Marine experts have poured cold water on the prospect of a record catch from an Angus river after the monster proved to be a rogue salmon farm escapee.
The 28 pound 6 ounce specimen was landed on the North Esk near Edzell late last autumn by Euan McGrandle, sparking suggestions it could be – by a single ounce – a new British best for a rod caught sea trout.
Days ahead of the new season on the Angus Esks, river chiefs have now learned the fish may have found its way to the area from Norway.
Scientific confirmation has also been met with relief it has been taken out of the local system, averting the possibility of gene-weakening breeding with wild Scottish salmon.
Dr Craig MacIntyre of the Esk District Salmon Fishery Board said: “The main reason this was thought to be a sea trout was due to the head.
“The shape of the snout more closely resembles a sea trout than a salmon, the upper jaw extends past the line of the eye – with Atlantic salmon the upper jaw finishes in line with the eye – and there are many more spots on the gill cover that would be seen on a Scottish Atlantic salmon.”
Escaped farmed salmon, especially one of such size, are rare on east coast rivers.
The nearest salmon farms are in Orkney and Shetland, but one theory surrounds a report of large salmon escaping from a farm in Norway last year.
“The fish generated quite a bit of interest up and down the river, and even among fisheries experts opinions differed,” said Craig.
“If this was a sea trout, it would have been a British rod-caught record,” he added.
The current record is 28lb 5oz, although doubt has also been cast on that specimen being possibly a sea trout/salmon hybrid.

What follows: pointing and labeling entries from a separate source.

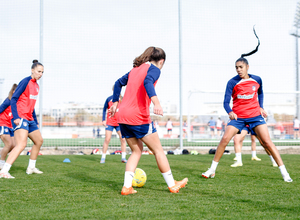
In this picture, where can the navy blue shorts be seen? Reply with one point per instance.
(30, 126)
(6, 130)
(241, 123)
(137, 131)
(111, 128)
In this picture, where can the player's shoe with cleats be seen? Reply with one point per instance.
(6, 176)
(287, 178)
(178, 185)
(237, 164)
(127, 191)
(209, 174)
(256, 158)
(33, 170)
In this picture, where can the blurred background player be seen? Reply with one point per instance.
(296, 125)
(212, 124)
(134, 116)
(247, 93)
(6, 131)
(24, 121)
(110, 124)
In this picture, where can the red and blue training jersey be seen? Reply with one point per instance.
(140, 82)
(5, 114)
(112, 121)
(24, 99)
(247, 95)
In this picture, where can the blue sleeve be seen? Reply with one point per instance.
(260, 94)
(118, 86)
(152, 76)
(34, 117)
(14, 99)
(104, 109)
(227, 97)
(4, 105)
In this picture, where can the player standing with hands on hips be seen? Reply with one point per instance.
(134, 116)
(24, 121)
(247, 93)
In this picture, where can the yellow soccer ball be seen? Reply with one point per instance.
(139, 178)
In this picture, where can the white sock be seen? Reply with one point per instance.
(238, 157)
(283, 170)
(168, 176)
(214, 165)
(128, 179)
(31, 163)
(6, 168)
(272, 159)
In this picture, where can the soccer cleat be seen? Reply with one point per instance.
(178, 185)
(256, 158)
(209, 174)
(287, 178)
(33, 170)
(237, 164)
(127, 191)
(6, 176)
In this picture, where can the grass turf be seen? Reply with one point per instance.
(86, 189)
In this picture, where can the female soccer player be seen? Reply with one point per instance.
(134, 116)
(24, 120)
(110, 124)
(247, 93)
(6, 131)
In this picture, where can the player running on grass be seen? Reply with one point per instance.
(134, 116)
(247, 93)
(6, 131)
(110, 124)
(24, 121)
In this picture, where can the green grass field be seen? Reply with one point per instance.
(86, 189)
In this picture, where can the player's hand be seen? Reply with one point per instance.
(232, 116)
(112, 110)
(17, 121)
(158, 110)
(263, 113)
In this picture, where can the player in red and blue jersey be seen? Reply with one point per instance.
(24, 120)
(110, 124)
(247, 93)
(6, 131)
(134, 116)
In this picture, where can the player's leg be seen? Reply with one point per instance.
(263, 133)
(8, 144)
(238, 143)
(153, 143)
(229, 133)
(253, 149)
(37, 140)
(108, 134)
(21, 136)
(123, 146)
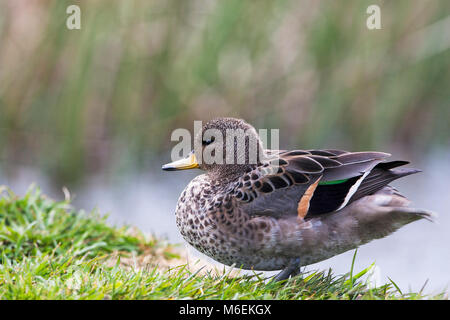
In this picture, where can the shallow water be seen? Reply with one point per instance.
(416, 253)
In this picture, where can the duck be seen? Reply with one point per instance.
(285, 209)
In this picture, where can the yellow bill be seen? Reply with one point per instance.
(190, 162)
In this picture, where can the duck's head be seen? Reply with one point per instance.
(224, 147)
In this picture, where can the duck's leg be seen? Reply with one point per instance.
(292, 269)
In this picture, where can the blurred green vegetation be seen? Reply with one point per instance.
(74, 102)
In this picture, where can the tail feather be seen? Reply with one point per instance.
(383, 174)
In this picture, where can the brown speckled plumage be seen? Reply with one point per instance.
(246, 214)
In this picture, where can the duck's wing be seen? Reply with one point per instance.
(298, 182)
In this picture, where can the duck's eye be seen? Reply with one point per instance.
(208, 141)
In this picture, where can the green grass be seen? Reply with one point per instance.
(51, 251)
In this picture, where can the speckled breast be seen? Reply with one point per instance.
(210, 219)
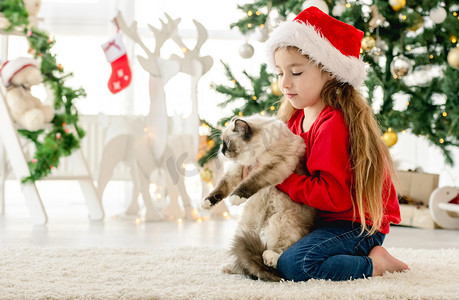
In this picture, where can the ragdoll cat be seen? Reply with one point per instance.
(271, 222)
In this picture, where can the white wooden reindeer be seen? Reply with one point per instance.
(141, 141)
(166, 143)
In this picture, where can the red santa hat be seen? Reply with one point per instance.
(325, 40)
(12, 67)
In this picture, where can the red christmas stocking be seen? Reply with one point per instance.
(115, 52)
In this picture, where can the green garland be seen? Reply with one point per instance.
(60, 140)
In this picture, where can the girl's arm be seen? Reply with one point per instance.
(328, 185)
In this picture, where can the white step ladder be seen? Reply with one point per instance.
(11, 148)
(11, 143)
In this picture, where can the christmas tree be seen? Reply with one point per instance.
(411, 51)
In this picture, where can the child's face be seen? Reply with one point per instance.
(299, 79)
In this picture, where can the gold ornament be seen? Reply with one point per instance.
(207, 175)
(377, 18)
(453, 58)
(275, 88)
(397, 4)
(400, 66)
(416, 25)
(368, 43)
(389, 138)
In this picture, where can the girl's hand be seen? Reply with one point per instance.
(246, 170)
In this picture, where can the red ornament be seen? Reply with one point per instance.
(455, 200)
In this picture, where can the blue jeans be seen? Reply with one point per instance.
(334, 251)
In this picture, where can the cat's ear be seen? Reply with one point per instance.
(243, 128)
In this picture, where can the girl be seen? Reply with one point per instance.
(348, 166)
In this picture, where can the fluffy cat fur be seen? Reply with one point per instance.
(271, 222)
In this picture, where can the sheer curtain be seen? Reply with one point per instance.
(80, 27)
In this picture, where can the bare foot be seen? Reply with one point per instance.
(384, 262)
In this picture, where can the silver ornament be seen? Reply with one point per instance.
(400, 66)
(246, 51)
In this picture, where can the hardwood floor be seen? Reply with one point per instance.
(69, 226)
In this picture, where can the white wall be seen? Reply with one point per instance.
(80, 27)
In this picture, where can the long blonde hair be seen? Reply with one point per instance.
(370, 158)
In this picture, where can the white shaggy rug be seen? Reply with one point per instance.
(192, 273)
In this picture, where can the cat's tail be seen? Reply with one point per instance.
(248, 251)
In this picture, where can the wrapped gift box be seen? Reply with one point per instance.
(417, 187)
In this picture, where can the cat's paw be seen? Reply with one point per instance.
(236, 200)
(206, 204)
(270, 258)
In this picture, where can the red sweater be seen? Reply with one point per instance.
(328, 181)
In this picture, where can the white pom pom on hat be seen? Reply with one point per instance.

Mr MacIntyre added: “I sent a scale sample off to the Freshwater laboratory of Marine Scotland Science, who have reported that after hatching, the fish spent one year in freshwater, followed by two years at sea before entering the river in summer/autumn 2019.
“The growth pattern of the scales suggests that the fish had been in captivity and had come from a fish farm.
“We don’t know when the fish might have escaped from a farm, but given the erosion on the fins, which occur on the farm, it was probably sometime in 2019.
“Ultimately, it was good news that the fish was killed before it had a chance to breed with wild Scottish salmon.
“We know from scientific studies that the genes of farmed salmon are inferior to wild salmon, that the eggs they produce are not as good, that their progeny are less suited to wild environments, and that basically they are not as genetically ‘fit’ as wild salmon.”